I know a church here in our community that wanted to attract young people, so they built a gym. They went into debt to pay for it, and, when it was finished, it just sat there. The youth did not show up. “Build it and they will come” is a myth, and it only works in the movies.

A fourth “killer B” would be busy-ness. And a lot of churches see mere activity as a sign of life? But is it? Or bigness! There’s a fifth “B.” Is that the proof that a church is healthy and vital? If not, what is? What makes for a winsome church that is alive and well?

When you look at Acts, chapter 2, you can see that it’s not the external trappings that make for a winsome church. It’s not what’s up front that counts; it’s what’s inside. A winsome church does God’s work God’s way for the sake of God’s world.

Acts 2 tells the story of that pivotal Pentecost when God poured out the Holy Spirit on his church. Some people call that first Pentecost after Jesus’ resurrection and ascension – they call it the birthday of the church. Being a Presbyterian, I don’t call it that. I used to, but not any more. To me, the birthday of the church is recorded back in Genesis, when God first made a covenant with Abraham to bless all the nations through his offspring. That’s when the church got its start. That was its birthday. Pentecost, in my mind, was the coming of age of the church. It marked the point in time when the church was equipped for its mission with power from on high. It was now grown up and ready to go to work.

And when the church does God’s work – if it does it God’s way for the sake of God’s world – then that’s when it has the vitality it needs not only to survive but to thrive. Here in Acts, chapter 2, that kind of church is defined for us, and it’s defined by three components: one is its message, another is its method, and, finally, there’s its mission.

Take the church’s message for starters. What is it that a winsome church has to say to the world? What do we talk about? We talk about Jesus. He is our message. Pentecost, of course, was a Jewish holiday, and it was celebrated annually. It always came fifty days after Passover. It was on Pentecost that God first filled his people with the Holy Spirit, and the result was: Those early disciples were able to get their message out in an unforgettable, totally remarkable way. Peter and James and John and the others spoke in their own dialect, but people from all over the world heard the gospel in their own language. It was such a demonstration of the Spirit’s power that many of the bystanders thought the apostles were drunk! Well, they were. But they weren’t drunk with wine; they were drunk with the Spirit.
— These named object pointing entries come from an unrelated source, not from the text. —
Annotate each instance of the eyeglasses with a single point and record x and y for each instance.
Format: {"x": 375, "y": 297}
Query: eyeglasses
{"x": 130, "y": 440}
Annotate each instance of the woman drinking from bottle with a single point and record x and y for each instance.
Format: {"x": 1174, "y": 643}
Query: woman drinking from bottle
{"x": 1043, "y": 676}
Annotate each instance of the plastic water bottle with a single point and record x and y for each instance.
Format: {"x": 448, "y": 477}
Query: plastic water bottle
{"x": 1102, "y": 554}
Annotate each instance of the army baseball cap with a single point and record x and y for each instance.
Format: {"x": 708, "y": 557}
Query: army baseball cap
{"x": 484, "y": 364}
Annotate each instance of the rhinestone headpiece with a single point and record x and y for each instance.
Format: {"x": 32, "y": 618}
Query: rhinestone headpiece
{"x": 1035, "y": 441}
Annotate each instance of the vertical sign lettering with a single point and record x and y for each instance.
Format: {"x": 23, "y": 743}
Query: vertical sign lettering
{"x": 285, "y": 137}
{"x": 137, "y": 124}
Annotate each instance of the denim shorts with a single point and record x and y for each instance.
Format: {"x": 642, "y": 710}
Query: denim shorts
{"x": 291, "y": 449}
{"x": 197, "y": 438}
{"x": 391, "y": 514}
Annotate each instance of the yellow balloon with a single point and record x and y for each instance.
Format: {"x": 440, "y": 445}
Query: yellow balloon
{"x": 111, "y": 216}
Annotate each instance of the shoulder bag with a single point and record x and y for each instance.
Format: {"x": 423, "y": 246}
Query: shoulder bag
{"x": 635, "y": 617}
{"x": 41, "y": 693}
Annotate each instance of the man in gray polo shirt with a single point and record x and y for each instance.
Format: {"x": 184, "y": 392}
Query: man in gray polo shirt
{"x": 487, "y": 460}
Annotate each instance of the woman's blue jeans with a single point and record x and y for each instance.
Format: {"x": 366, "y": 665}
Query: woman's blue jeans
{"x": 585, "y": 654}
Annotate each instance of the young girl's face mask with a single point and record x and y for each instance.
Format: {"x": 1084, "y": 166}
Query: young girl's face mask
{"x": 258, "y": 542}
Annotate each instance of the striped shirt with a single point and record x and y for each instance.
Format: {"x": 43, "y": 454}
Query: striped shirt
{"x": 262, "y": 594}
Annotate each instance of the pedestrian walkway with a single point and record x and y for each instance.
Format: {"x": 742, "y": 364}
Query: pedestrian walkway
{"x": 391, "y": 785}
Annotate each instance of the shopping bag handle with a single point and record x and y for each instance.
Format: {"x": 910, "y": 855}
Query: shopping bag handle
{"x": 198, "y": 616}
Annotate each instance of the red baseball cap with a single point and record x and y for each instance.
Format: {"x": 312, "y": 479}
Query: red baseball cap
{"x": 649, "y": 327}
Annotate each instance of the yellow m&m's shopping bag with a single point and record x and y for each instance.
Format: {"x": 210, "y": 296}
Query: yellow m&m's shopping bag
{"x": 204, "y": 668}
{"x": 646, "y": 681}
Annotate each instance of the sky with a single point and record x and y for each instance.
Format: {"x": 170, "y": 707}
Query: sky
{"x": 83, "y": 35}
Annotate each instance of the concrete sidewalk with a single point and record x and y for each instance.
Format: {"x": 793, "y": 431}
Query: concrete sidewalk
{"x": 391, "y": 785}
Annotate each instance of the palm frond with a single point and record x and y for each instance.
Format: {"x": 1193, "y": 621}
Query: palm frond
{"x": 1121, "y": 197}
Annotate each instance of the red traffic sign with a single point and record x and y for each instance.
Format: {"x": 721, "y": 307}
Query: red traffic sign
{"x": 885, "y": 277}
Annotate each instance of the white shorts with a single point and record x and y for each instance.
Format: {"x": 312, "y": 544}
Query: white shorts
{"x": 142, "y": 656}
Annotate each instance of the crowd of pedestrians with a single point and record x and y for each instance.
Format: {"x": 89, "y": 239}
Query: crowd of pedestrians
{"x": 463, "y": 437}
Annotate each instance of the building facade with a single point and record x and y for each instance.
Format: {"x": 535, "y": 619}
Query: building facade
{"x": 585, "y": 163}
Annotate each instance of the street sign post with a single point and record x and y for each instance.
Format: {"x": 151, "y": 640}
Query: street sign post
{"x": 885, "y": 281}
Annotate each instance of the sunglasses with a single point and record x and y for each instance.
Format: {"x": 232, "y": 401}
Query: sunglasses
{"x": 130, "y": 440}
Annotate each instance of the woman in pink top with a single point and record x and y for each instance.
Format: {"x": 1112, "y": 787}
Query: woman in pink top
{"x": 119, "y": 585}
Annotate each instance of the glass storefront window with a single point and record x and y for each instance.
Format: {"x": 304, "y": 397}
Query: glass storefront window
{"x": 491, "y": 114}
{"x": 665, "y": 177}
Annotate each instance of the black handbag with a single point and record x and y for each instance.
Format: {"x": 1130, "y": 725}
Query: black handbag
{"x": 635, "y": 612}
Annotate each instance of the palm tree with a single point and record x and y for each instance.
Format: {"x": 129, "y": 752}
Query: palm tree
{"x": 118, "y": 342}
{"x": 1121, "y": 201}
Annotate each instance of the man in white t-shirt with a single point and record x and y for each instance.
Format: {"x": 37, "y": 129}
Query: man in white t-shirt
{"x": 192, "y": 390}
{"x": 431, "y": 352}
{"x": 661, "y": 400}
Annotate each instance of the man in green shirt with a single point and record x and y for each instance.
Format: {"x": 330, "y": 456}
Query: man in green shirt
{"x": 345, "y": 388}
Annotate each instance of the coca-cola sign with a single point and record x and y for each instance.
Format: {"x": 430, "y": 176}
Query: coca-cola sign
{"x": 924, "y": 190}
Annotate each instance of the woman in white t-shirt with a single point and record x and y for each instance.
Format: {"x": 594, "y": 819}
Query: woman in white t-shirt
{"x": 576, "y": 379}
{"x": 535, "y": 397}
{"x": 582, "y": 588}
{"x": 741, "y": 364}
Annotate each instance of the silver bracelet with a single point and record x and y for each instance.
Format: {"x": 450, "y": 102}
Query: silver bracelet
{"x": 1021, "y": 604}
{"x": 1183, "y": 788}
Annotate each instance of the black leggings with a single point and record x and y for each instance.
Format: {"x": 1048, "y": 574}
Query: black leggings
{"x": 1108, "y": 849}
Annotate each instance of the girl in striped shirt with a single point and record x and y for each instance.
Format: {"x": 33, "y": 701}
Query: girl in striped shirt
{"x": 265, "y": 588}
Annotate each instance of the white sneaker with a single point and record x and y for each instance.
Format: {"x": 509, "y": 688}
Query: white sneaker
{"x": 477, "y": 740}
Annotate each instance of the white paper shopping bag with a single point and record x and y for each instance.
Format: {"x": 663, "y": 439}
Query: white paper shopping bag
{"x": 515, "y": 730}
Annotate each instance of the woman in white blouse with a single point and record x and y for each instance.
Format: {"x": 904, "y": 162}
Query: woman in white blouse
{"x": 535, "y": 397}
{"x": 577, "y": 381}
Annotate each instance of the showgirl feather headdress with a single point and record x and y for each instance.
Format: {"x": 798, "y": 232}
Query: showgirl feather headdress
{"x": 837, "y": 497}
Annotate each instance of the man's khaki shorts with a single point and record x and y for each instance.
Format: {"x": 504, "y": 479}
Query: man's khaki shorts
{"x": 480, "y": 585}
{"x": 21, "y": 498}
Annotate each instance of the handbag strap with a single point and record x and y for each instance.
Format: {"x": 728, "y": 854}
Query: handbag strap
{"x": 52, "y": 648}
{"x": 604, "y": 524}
Peter was the chosen preacher for that day. And when he stood to speak, his talk started with a quotation from the prophet Joel and it went on to some quotes from the Psalms, but it was all aimed at one topic. Peter had only one theme, and that theme was Jesus – who he is and what he has done. Peter said in verse 32, “This Jesus God raised up, and of that we are all witnesses.” In the next verse, Peter told the crowd that Jesus was “exalted at the right hand of God” and that he was the one who had “poured out” the Holy Spirit on his people. In fact, Peter said – and this was the stunning conclusion of his message: “God has made him both Lord and Messiah, this Jesus whom you crucified” (v. 36). That’s the message of a winsome church: who Jesus is and what he did and why it matters. Telling the story of Jesus: that’s God’s work done God’s way for the sake of God’s world. And if we want to be a vital, winsome church, that will be our message.